Geoprocessing is a language
consisting of operators, or tools, that operate on the data within ArcGIS (tables, feature classes, rasters, TINs, and so on), and perform tasks that are necessary for manipulating and analyzing geographic information across a wide range of disciplines.
You can quickly and easily create new software
in the form of models and scripts. These new tools perform tasks that are not part of the standard ArcGIS package. For example, there is no menu, button, or programming object anywhere in ArcGIS that performs the simple Clip and Buffer model
shown in A whirlwind tour of geoprocessing
Tools are managed by the geoprocessing framework
, which means you don't have to. This is a subtle but important point that isn't immediately obvious.
Tools can be easily shared.
- All tools, whether they are system tools or custom (user written) tools, can be accessed through ArcToolbox. Imagine a different situation where models, scripts tools, systemtools, and custom tools were each accessed by different interfaces and methods—it would be a nightmare to use and manage. In ArcToolbox, all things are created and managed equally; models, scripts, system tools, and custom tools.
- Tools are all documented the same way. Once you create a tool, you can launch a wizard that creates standard documentation for your tool so it can be cataloged and searched by the system. Compare this to the alternative of leaving documentation standards and management as an exercise for the user.
- Tools have the same user interface: the dialog box you see when launched from ArcToolbox or the command line syntax. These dialog boxes are automatically created based on the tool parameters so that you don't have to do any user interface programming. Consider the alternative where user interface design and programming are left to the tool author.

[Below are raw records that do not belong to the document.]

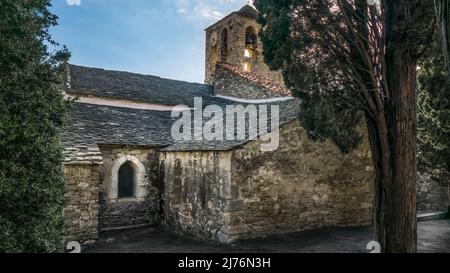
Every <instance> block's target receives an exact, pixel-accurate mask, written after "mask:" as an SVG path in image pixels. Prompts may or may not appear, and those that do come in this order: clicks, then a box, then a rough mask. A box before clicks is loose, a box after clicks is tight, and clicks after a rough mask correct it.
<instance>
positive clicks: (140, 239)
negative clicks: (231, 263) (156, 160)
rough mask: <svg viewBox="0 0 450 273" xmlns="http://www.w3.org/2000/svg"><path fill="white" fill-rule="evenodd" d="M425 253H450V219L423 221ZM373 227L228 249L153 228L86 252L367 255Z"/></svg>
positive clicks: (268, 239)
mask: <svg viewBox="0 0 450 273" xmlns="http://www.w3.org/2000/svg"><path fill="white" fill-rule="evenodd" d="M418 230H419V232H418V237H419V239H418V247H419V252H423V253H450V220H439V221H427V222H419V224H418ZM372 238H373V235H372V228H371V227H360V228H327V229H321V230H314V231H304V232H298V233H290V234H282V235H277V236H272V237H267V238H261V239H254V240H246V241H240V242H238V243H236V244H234V245H230V246H224V245H218V244H214V243H209V242H203V241H199V240H195V239H191V238H185V237H181V236H179V235H176V234H172V233H168V232H164V231H159V230H157V229H153V228H146V229H136V230H127V231H120V232H119V231H116V232H108V233H103V234H101V238H100V240H99V242H98V243H97V244H95V245H93V246H90V247H88V248H86V249H84V250H83V252H85V253H367V252H369V251H368V250H366V246H367V243H368V242H369V241H372Z"/></svg>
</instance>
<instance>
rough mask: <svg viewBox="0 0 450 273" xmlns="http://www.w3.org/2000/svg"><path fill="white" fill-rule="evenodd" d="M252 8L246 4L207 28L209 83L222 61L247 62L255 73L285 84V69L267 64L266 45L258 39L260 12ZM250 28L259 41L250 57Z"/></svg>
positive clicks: (241, 66) (232, 61)
mask: <svg viewBox="0 0 450 273" xmlns="http://www.w3.org/2000/svg"><path fill="white" fill-rule="evenodd" d="M249 8H250V9H252V8H251V7H249V6H246V7H244V8H243V9H242V10H240V11H237V12H233V13H231V14H230V15H228V16H227V17H225V18H223V19H222V20H220V21H218V22H217V23H215V24H213V25H212V26H210V27H208V28H207V29H206V78H205V83H206V84H211V85H212V84H214V81H215V73H216V65H217V64H218V63H228V64H232V65H236V66H239V67H242V66H243V65H244V63H247V64H248V65H249V67H250V68H251V72H252V73H253V74H256V75H261V76H265V77H267V78H270V79H272V80H273V81H276V82H277V83H279V84H281V85H284V81H283V76H282V74H281V72H280V71H271V70H270V69H269V67H268V66H267V65H266V64H265V63H264V56H263V45H262V42H261V40H260V39H259V38H258V33H259V30H260V25H259V24H258V23H257V21H256V17H257V14H254V13H253V12H252V11H251V10H249ZM249 28H250V29H251V30H252V32H253V33H254V35H256V37H257V41H256V45H255V49H254V51H253V54H252V56H250V57H246V56H245V54H244V52H245V48H246V31H247V30H248V29H249ZM223 52H226V54H223Z"/></svg>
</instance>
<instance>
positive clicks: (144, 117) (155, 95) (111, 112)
mask: <svg viewBox="0 0 450 273" xmlns="http://www.w3.org/2000/svg"><path fill="white" fill-rule="evenodd" d="M66 92H68V93H70V94H75V95H93V96H98V97H106V98H114V99H125V100H133V101H141V102H148V103H158V104H164V105H172V106H175V105H179V104H184V105H187V106H190V107H192V106H193V101H194V97H202V98H203V107H206V106H208V105H211V104H214V105H218V106H220V107H222V108H223V109H225V107H226V105H235V104H242V103H238V102H235V101H231V100H227V99H224V98H218V97H215V96H214V94H213V89H212V87H211V86H209V85H203V84H197V83H187V82H182V81H175V80H168V79H162V78H159V77H155V76H147V75H140V74H135V73H128V72H118V71H107V70H103V69H97V68H87V67H81V66H74V65H71V66H70V88H68V89H67V90H66ZM270 104H272V105H274V104H276V105H280V114H281V120H280V123H281V124H283V123H286V122H289V121H291V120H293V119H295V118H297V111H298V100H296V99H290V100H286V101H278V102H273V103H270ZM175 120H177V118H172V117H171V112H169V111H154V110H139V109H130V108H123V107H113V106H101V105H91V104H86V103H81V102H76V103H74V104H73V106H72V108H71V109H70V112H69V121H68V126H67V129H66V131H65V132H64V134H63V135H62V138H61V142H62V144H63V146H64V148H65V163H66V164H78V163H88V164H100V163H101V162H102V157H101V153H100V150H99V148H98V145H132V146H145V147H158V148H159V149H162V150H163V151H200V150H201V151H207V150H213V151H224V150H230V149H233V148H235V147H237V146H241V145H243V144H245V143H246V142H248V141H215V142H207V141H202V142H183V143H175V142H174V141H173V140H172V137H171V127H172V124H173V122H175Z"/></svg>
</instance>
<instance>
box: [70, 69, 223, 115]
mask: <svg viewBox="0 0 450 273" xmlns="http://www.w3.org/2000/svg"><path fill="white" fill-rule="evenodd" d="M69 73H70V80H69V81H70V89H69V90H68V92H75V93H77V94H80V95H93V96H99V97H107V98H113V99H128V100H133V101H139V102H147V103H155V104H164V105H173V106H175V105H180V104H183V105H187V106H192V102H193V101H192V99H191V98H193V97H200V96H205V95H212V94H213V92H214V90H213V87H212V86H210V85H205V84H200V83H189V82H184V81H176V80H169V79H163V78H160V77H156V76H150V75H142V74H136V73H130V72H122V71H111V70H104V69H100V68H90V67H83V66H77V65H70V66H69Z"/></svg>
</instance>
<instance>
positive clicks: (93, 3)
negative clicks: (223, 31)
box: [51, 0, 247, 82]
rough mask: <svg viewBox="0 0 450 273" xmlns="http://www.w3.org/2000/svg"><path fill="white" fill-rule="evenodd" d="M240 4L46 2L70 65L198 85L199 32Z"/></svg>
mask: <svg viewBox="0 0 450 273" xmlns="http://www.w3.org/2000/svg"><path fill="white" fill-rule="evenodd" d="M246 2H247V1H246V0H52V4H53V7H52V8H51V11H52V12H53V13H55V14H56V15H58V17H59V25H58V26H57V27H55V28H53V29H52V30H51V32H52V35H53V37H54V38H55V40H57V41H58V42H59V43H60V44H62V45H66V46H67V47H68V48H69V50H70V51H71V52H72V59H71V63H73V64H78V65H85V66H91V67H100V68H105V69H114V70H124V71H131V72H137V73H144V74H151V75H157V76H161V77H164V78H171V79H179V80H185V81H191V82H203V80H204V62H205V56H204V55H205V54H204V51H205V35H204V31H203V30H204V29H205V28H206V27H207V26H209V25H211V24H212V23H214V22H215V21H217V20H218V19H220V18H222V17H223V16H225V15H227V14H228V13H230V12H232V11H235V10H238V9H239V8H240V7H242V6H243V5H245V4H246Z"/></svg>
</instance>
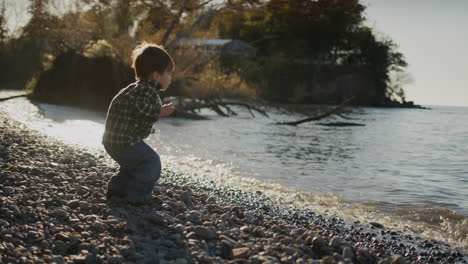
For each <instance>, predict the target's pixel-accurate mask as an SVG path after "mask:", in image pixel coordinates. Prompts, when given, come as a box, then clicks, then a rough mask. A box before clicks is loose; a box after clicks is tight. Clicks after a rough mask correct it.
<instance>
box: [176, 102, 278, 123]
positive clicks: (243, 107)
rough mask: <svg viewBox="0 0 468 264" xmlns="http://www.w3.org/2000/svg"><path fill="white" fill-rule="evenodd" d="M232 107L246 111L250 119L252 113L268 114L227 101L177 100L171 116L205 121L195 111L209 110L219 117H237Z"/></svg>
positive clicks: (257, 110) (236, 113) (203, 117)
mask: <svg viewBox="0 0 468 264" xmlns="http://www.w3.org/2000/svg"><path fill="white" fill-rule="evenodd" d="M232 106H240V107H242V108H245V109H247V111H249V113H250V115H251V116H252V117H255V114H254V112H257V113H259V114H261V115H263V116H266V117H269V116H268V114H267V113H266V112H265V111H263V110H262V109H260V108H258V107H256V106H254V105H252V104H249V103H246V102H240V101H227V100H222V99H214V100H196V101H195V100H190V101H189V102H184V100H182V99H179V100H178V101H177V103H176V110H175V111H174V113H173V114H172V116H173V117H182V118H188V119H195V120H206V119H209V118H207V117H204V116H201V115H199V114H198V113H197V111H199V110H201V109H211V110H213V111H214V112H216V113H217V114H218V115H220V116H224V117H228V116H237V115H238V114H237V112H236V111H234V110H233V109H232Z"/></svg>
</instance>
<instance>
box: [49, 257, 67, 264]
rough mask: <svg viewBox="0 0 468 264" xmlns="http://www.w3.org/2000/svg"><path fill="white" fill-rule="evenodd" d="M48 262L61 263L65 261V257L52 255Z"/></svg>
mask: <svg viewBox="0 0 468 264" xmlns="http://www.w3.org/2000/svg"><path fill="white" fill-rule="evenodd" d="M50 263H53V264H63V263H65V259H64V258H63V257H62V256H57V257H54V258H52V259H51V260H50Z"/></svg>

A toolbox with all its tools and toolsets is contained either in a file on a disk with a .tbx extension, or within a geodatabase. Anyone with access to the file or geodatabase can run its tools.
The salient point is that your tools become full-fledged members of the geoprocessing framework where they have consistent documentation, user interface, methods of access, and methods of sharing.

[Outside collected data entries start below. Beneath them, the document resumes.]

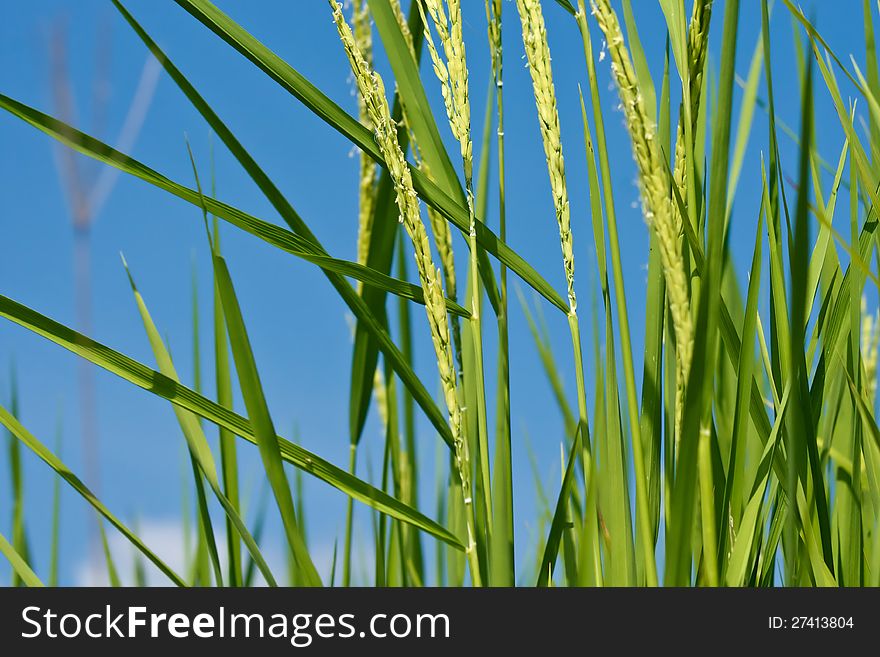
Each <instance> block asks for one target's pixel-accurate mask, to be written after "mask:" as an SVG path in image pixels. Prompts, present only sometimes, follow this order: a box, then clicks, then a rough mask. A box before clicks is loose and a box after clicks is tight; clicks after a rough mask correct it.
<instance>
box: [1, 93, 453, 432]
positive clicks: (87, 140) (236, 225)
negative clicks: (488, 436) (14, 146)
mask: <svg viewBox="0 0 880 657" xmlns="http://www.w3.org/2000/svg"><path fill="white" fill-rule="evenodd" d="M0 107H2V108H3V109H6V110H8V111H9V112H10V113H12V114H15V115H16V116H18V117H19V118H21V119H23V120H24V121H25V122H27V123H29V124H31V125H32V126H34V127H35V128H37V129H39V130H41V131H42V132H45V133H46V134H48V135H50V136H51V137H53V138H54V139H56V140H58V141H60V142H62V143H64V144H66V145H68V146H70V147H71V148H74V149H75V150H77V151H79V152H80V153H83V154H84V155H88V156H89V157H92V158H95V159H97V160H100V161H102V162H105V163H107V164H110V165H112V166H114V167H116V168H118V169H120V170H122V171H124V172H126V173H130V174H132V175H134V176H136V177H138V178H140V179H142V180H144V181H146V182H149V183H150V184H152V185H154V186H156V187H159V188H160V189H163V190H165V191H167V192H169V193H171V194H173V195H175V196H177V197H178V198H181V199H183V200H185V201H187V202H189V203H191V204H193V205H195V206H196V207H199V208H202V207H203V205H204V208H205V209H206V210H207V211H208V212H209V213H211V214H212V215H214V216H215V217H219V218H220V219H223V220H225V221H228V222H229V223H231V224H233V225H235V226H237V227H239V228H241V229H243V230H245V231H247V232H250V233H252V234H255V235H257V233H256V232H254V231H255V226H260V228H261V231H265V232H266V233H268V234H272V235H275V236H281V237H284V238H285V239H288V240H289V239H290V236H292V235H293V234H292V233H290V232H289V231H285V230H284V229H283V228H280V227H278V226H273V225H272V224H269V223H265V222H260V220H258V219H256V218H255V217H252V216H250V215H248V214H246V213H244V212H241V211H240V210H237V209H236V208H233V207H231V206H229V205H226V204H225V203H221V202H219V201H216V200H214V199H212V198H208V197H204V199H203V198H202V196H201V195H200V194H199V193H198V192H197V191H196V190H193V189H189V188H187V187H184V186H183V185H179V184H177V183H175V182H173V181H171V180H169V179H168V178H166V177H165V176H163V175H161V174H159V173H157V172H156V171H153V170H152V169H150V168H149V167H147V166H145V165H143V164H141V163H140V162H138V161H137V160H134V159H133V158H130V157H128V156H127V155H125V154H123V153H120V152H119V151H116V150H115V149H113V148H111V147H110V146H108V145H106V144H104V143H102V142H101V141H99V140H97V139H94V138H93V137H90V136H88V135H86V134H84V133H82V132H80V131H78V130H76V129H75V128H73V127H71V126H68V125H67V124H65V123H63V122H62V121H58V120H57V119H54V118H52V117H50V116H48V115H47V114H43V113H42V112H39V111H37V110H35V109H33V108H31V107H28V106H27V105H24V104H22V103H19V102H17V101H15V100H13V99H11V98H9V97H8V96H4V95H2V94H0ZM315 255H318V254H315ZM334 280H335V282H336V284H337V285H336V289H337V291H338V292H339V293H340V296H341V297H342V299H343V301H345V303H346V304H347V305H348V307H349V308H350V309H351V311H352V313H353V314H354V315H355V317H357V318H358V319H360V320H361V321H363V323H364V326H365V327H366V328H367V329H368V330H369V331H370V332H371V334H372V335H373V336H374V337H375V338H376V341H377V342H378V344H379V348H380V350H381V351H382V352H383V353H384V354H385V355H386V357H387V358H388V360H389V363H390V364H391V366H392V367H393V368H394V370H395V372H397V374H398V376H400V379H401V381H403V383H404V385H406V386H407V387H408V388H409V389H410V391H411V392H412V395H413V398H414V399H415V400H416V401H417V403H418V404H419V406H421V407H422V410H423V411H424V412H425V415H427V417H428V419H429V420H430V421H431V424H433V425H434V427H435V428H436V429H437V431H438V433H439V434H440V436H441V437H442V438H443V439H444V441H446V443H447V445H449V446H450V447H451V446H452V434H451V433H450V431H449V426H448V425H447V424H446V419H445V417H444V415H443V413H442V412H441V411H440V409H439V408H438V407H437V404H436V403H435V402H434V400H433V399H432V397H431V395H430V394H429V393H428V391H427V390H426V389H425V387H424V385H423V384H422V382H421V381H420V380H419V379H418V377H417V376H416V375H415V372H413V370H412V367H410V365H409V364H408V362H407V361H406V359H405V358H404V357H403V355H402V354H401V353H400V350H399V349H398V348H397V347H396V345H395V344H394V342H393V341H392V340H391V337H390V336H389V335H388V332H387V331H386V330H385V329H384V327H383V326H382V323H381V322H380V320H379V319H377V318H376V317H375V315H373V313H372V312H370V310H369V308H367V307H366V305H365V304H364V302H363V300H362V299H361V298H360V296H359V295H358V294H357V292H356V291H355V290H354V288H352V287H351V285H349V284H348V283H347V282H346V281H344V280H343V279H341V278H339V279H332V278H331V282H332V281H334Z"/></svg>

Geoprocessing and ArcObjects
ArcObjects is the extensive library of low-level programming objects delivered as part of the ArcGIS Software Development Kit (SDK). Developers use ArcObjects to build new applications or extend the existing functionality of ArcGIS applications. (For the record, the core geoprocessing tools and framework were all built using ArcObjects.) Like geoprocessing, the ArcObjects SDK can be used to create new software.
The ArcObjects SDK and geoprocessing are complementary; neither obsoletes the other. As a general statement, ArcObjects is used to extend ArcGIS with new behavior while geoprocessing is designed to automate tasks. You'd use ArcObjects to do things like add new user interfaces, add custom behavior to feature classes, or create a special cartographic renderer. Geoprocessing is used to create software (models and scripts) that automate tasks within the confines of a well-behaved framework.

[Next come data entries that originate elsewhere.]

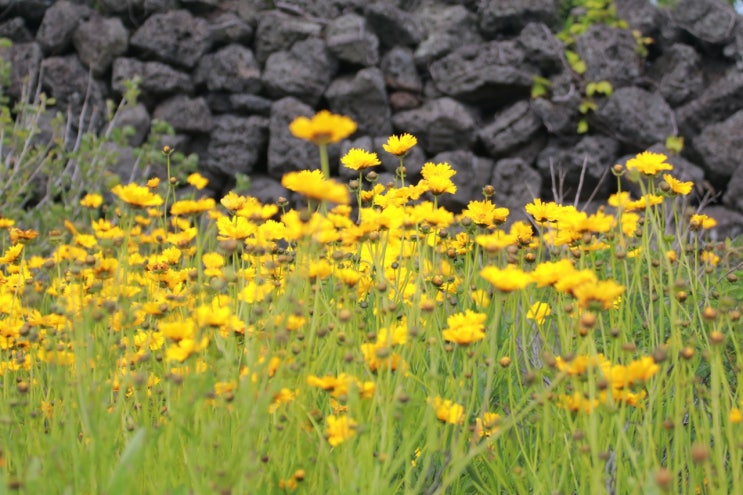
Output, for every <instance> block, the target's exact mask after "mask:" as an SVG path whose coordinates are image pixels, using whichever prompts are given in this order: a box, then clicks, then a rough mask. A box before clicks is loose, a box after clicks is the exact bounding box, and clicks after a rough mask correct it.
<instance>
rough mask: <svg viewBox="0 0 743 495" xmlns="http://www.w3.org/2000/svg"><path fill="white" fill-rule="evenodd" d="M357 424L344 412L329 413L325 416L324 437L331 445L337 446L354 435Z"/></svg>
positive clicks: (355, 422)
mask: <svg viewBox="0 0 743 495" xmlns="http://www.w3.org/2000/svg"><path fill="white" fill-rule="evenodd" d="M357 426H358V423H356V421H354V420H353V419H351V418H349V417H348V416H346V415H345V414H344V415H339V416H335V415H333V414H331V415H330V416H328V417H326V418H325V438H327V440H328V443H329V444H330V445H331V446H333V447H337V446H338V445H340V444H342V443H343V442H345V441H346V440H348V439H349V438H351V437H353V436H354V435H356V427H357Z"/></svg>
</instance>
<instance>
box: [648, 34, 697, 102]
mask: <svg viewBox="0 0 743 495" xmlns="http://www.w3.org/2000/svg"><path fill="white" fill-rule="evenodd" d="M648 75H649V76H650V77H652V78H653V79H655V80H656V81H658V86H657V87H658V91H659V92H660V94H661V95H663V98H665V99H666V101H667V102H668V103H669V104H671V105H672V106H678V105H681V104H682V103H684V102H686V101H688V100H690V99H692V98H695V97H696V96H697V95H699V93H700V92H701V91H702V88H703V85H704V78H703V75H702V67H701V57H700V55H699V53H697V51H696V50H694V48H692V47H691V46H689V45H684V44H682V43H676V44H674V45H671V46H669V47H668V48H667V49H665V50H664V51H663V53H662V54H661V56H660V57H658V59H656V60H655V62H654V63H653V65H652V66H651V67H650V69H649V70H648Z"/></svg>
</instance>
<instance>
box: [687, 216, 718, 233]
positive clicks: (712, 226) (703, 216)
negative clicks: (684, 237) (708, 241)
mask: <svg viewBox="0 0 743 495" xmlns="http://www.w3.org/2000/svg"><path fill="white" fill-rule="evenodd" d="M716 225H717V220H715V219H714V218H712V217H708V216H707V215H700V214H695V215H692V216H691V218H690V219H689V228H691V230H701V229H703V230H707V229H711V228H713V227H715V226H716Z"/></svg>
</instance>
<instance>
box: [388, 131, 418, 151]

ArcObjects is meant to be used with a system programming language, where the programmer needs to access low-level primitives in order to implement complex logic and algorithms. This is why ArcObjects contains thousands of different objects and requests—to allow the programmer the fine degree of control they require. Because ArcObjects is used in concert with a system programming language, it requires a good deal of programming knowledge, much more than geoprocessing with its models and scripts.
Conversely, geoprocessing is a universal capability that can be used and deployed by all GIS users to automate their work, build repeatable and well-defined methods and procedures, and model important geographic processes.